Harness Retro

Review real work, see where friction occurred, and reshape your harness. Fix harness issues, adopt new concepts when the evidence is clear, and generate codebase-specific skills.

Invoke with: /harness-retro

This is the reflection half of the harness loop:

/harness-setup (shape) → use generated skills (real work) → /harness-retro (reflect) → /harness-setup ...

Phase 1: Gather Evidence

1a. Harness Data

Read from .harness/:

.harness/conversations/ — all conversation files from recent implementations. Extract: phase progress, decisions, discoveries, verification evidence, harness issues, metrics. Classify friction by phase — which phase skill was active when the issue occurred.
HARNESS.md — current workflow, adopted concepts, generated skills.
.harness/retros/ — past retro results. Check: were previous findings addressed? Are issues recurring?

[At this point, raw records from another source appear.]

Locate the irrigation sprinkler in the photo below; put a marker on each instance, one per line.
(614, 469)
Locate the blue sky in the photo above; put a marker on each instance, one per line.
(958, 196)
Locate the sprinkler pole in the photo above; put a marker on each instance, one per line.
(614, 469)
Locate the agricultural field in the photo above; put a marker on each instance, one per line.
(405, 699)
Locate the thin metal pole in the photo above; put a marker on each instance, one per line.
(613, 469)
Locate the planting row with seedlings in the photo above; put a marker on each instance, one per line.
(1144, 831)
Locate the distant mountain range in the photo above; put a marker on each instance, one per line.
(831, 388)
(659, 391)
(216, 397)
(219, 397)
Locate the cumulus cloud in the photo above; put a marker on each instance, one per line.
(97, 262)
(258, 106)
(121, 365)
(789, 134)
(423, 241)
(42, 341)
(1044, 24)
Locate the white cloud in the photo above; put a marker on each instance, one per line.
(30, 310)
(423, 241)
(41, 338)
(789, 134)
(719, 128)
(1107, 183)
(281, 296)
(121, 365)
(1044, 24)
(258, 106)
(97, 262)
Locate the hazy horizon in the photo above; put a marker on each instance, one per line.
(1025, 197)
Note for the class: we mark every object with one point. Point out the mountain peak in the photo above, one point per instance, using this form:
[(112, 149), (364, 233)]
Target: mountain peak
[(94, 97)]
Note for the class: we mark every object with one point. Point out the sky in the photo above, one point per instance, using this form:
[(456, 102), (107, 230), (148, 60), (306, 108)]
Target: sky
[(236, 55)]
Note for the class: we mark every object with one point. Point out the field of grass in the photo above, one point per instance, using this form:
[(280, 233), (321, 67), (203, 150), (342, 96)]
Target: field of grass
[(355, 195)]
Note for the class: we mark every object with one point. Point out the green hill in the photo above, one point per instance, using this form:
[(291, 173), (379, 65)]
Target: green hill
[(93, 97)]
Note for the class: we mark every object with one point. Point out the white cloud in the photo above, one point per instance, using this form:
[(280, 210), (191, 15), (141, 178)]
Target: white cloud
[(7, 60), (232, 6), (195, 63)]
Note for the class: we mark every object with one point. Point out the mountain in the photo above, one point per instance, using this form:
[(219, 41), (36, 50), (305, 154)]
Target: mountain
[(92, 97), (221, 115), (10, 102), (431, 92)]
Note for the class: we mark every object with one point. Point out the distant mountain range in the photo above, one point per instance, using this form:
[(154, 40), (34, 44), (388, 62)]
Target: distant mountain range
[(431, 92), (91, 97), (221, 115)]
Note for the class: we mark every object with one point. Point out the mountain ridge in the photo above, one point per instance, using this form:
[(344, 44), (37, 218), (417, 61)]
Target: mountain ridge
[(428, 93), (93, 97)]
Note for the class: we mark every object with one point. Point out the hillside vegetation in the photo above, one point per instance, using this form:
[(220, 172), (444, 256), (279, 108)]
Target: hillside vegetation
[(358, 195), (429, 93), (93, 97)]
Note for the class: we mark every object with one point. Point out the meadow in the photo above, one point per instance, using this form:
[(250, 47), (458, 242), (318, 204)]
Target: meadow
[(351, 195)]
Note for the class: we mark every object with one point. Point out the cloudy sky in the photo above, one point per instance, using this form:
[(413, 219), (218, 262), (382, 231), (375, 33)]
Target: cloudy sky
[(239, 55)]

If .harness/conversations/ is empty or sparse, note this — the retro is limited to git history and PR comments. Suggest that recording be added to the phase skills.

1b. Git & PR History

Recent PRs and their review comments — look for patterns in reviewer feedback
Git log for recent agent work — what was shipped, how many rounds of fixes
CI failures — what broke after push

1c. Cross-Round Patterns

If enough conversation files exist (5+), look for patterns across rounds:

Which phase skills take longest consistently?
Which types of harness issues recur in which phases?
Are the same discoveries made repeatedly?
What friction signals appear across multiple implementations?
Are there phases that consistently pass without friction (candidates for simplification)?

This cross-round analysis is what drives structural workflow changes (not just fixing individual issues). After 10+ implementations, prompt: "You have enough data for a big-picture analysis. Want to look at patterns across all rounds?"

Phase 2: Analyze Harness Issues

Classify each finding:

| Category | Description | Action | | ----------------------- | ------------------------------------------- | -------------------------- | | Harness bug | Skill instruction is wrong/outdated/missing | Propose specific edit | | Harness gap | Scenario the skill doesn't cover | Propose new section/step | | Repeated issue | Known issue that happened again | Escalate — fix didn't work | | Process improvement | Pattern that worked well | Propose codifying it | | Not actionable | One-off, external dependency | Note for context |

Harness Issues vs Product Bugs

Distinguish these during analysis:

Harness issue: Problem with skill instructions (wrong command, missing step, unclear gate). Fix: edit the phase skill.
Product bug: Problem with the application code. Fix: create a new task/issue.

When recording harness issues in conversation files, use this format:

### [Phase name] Brief title
- What happened: [attempt and failure]
- Root cause: [why skill was wrong]
- Workaround: [what you did instead]
- Suggested fix: [specific edit to phase skill]
- Turns wasted: [count]

For each finding:

### Finding N: [Brief title]

**Category:** harness bug | harness gap | repeated issue | process improvement | not actionable
**Phase:** [Which phase skill this occurred in — read from state file lifecycle[].skill]
**Evidence:** [What happened — be specific]
**Impact:** [Turns wasted / human interventions / quality degradation]
**Proposed fix:** [Exact phase skill file + section + change]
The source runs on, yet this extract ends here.